When we reach this step, the UI layer is separated from Business Logic layer and also we have a decoupled Data Access layer.  The compilation errors should be fixed and the page should be up and running.

We prepared the ground for introduction of Unit Tests since now we have separate layers with injected dependencies and we can test individual features or even we can test the Business Logic in relation with Data Access. Once we have a bunch of unit tests and we have a code coverage good enough, we can proceed further with refactorings. Until then, I recommend making just mandatory needed amount of changes and let the code as it was with all it’s tangled.

1. Create new Project of type Unit Test
2. Add the reference to Asp.Net Web Forms application
3. Create unit tests using well known third parties like Moq. Moq can be managed by NuGet and it’s the most popular framework for .Net testing.

An example of Unit Test is the below one:

[TestClass] public class DefaultPresenterTests 
{ 
  [TestMethod] 
  public void GetExecuteButtonModel() 
  { 
    	Mock<IRepository> repositoryMock = new Mock<IRepository>(); 					repositoryMock.Setup(p => p.Method1(It.IsAny<string>())).Returns((string x) => { return x; }); 
    	IDefaultPresenter presenter = new DefaultPresenter(repositoryMock.Object);
        IModel model = presenter.GetExecuteButtonModel(); 								Assert.IsNotNull(model); 
    } 
}

Drawbacks

 As I mentioned before, this operation is not quite a refactoring because, by definition, it requires to not alter the behavior of the application but since there are no unit tests, we can’t know for sure that we didn’t break anything. That’s why the described approach is done incremental, one page at a time.

It could take some time even to be able to compile successfully the application, until Step 3 is not ready, the compilation will fail.

It takes some time to transform an entire application to MVP.

Conclusion

Even if this approach has it’s drawbacks, once the operation is finished, the results are beautiful.
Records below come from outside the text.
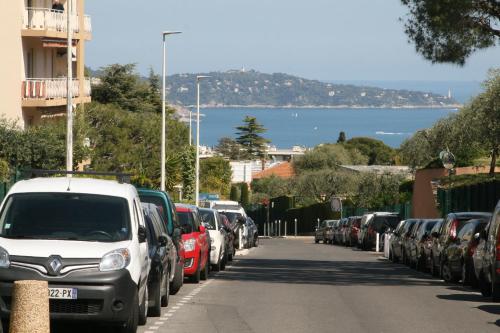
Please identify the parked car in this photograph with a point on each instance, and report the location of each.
(320, 232)
(229, 240)
(218, 254)
(457, 256)
(374, 223)
(196, 243)
(163, 257)
(486, 258)
(339, 231)
(354, 225)
(252, 236)
(407, 242)
(417, 243)
(450, 229)
(399, 236)
(87, 239)
(432, 245)
(167, 211)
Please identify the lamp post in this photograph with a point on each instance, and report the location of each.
(163, 114)
(197, 185)
(69, 92)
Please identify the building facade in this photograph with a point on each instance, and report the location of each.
(34, 59)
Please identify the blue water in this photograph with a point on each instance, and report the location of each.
(310, 127)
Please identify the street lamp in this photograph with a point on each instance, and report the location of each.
(69, 91)
(163, 115)
(197, 186)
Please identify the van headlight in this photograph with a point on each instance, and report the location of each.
(115, 260)
(4, 258)
(189, 244)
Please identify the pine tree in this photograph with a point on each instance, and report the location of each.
(253, 144)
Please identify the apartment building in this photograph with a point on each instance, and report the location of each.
(33, 59)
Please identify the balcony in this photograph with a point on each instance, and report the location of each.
(44, 22)
(52, 92)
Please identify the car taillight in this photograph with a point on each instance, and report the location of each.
(498, 252)
(453, 229)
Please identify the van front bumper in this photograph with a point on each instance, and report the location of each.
(101, 296)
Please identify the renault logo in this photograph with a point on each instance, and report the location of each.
(55, 265)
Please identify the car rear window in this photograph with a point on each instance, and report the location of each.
(66, 216)
(208, 216)
(383, 222)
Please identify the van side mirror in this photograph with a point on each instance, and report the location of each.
(141, 234)
(163, 240)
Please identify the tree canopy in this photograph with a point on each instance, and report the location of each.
(250, 139)
(449, 31)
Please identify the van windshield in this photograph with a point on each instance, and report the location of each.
(65, 216)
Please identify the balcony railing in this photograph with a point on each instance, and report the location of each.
(47, 89)
(52, 20)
The layers are not coupled, no static methods are used, individual testing of a feature it is possible and also the code is MUCH MORE readable and I think it can be understood better.

Debugging is easier to do since the programmer can debug a test and check step by step the correctness of Business Logic and/or Data Access.

The gained readability is a very important feature which improves the development speed of the entire application.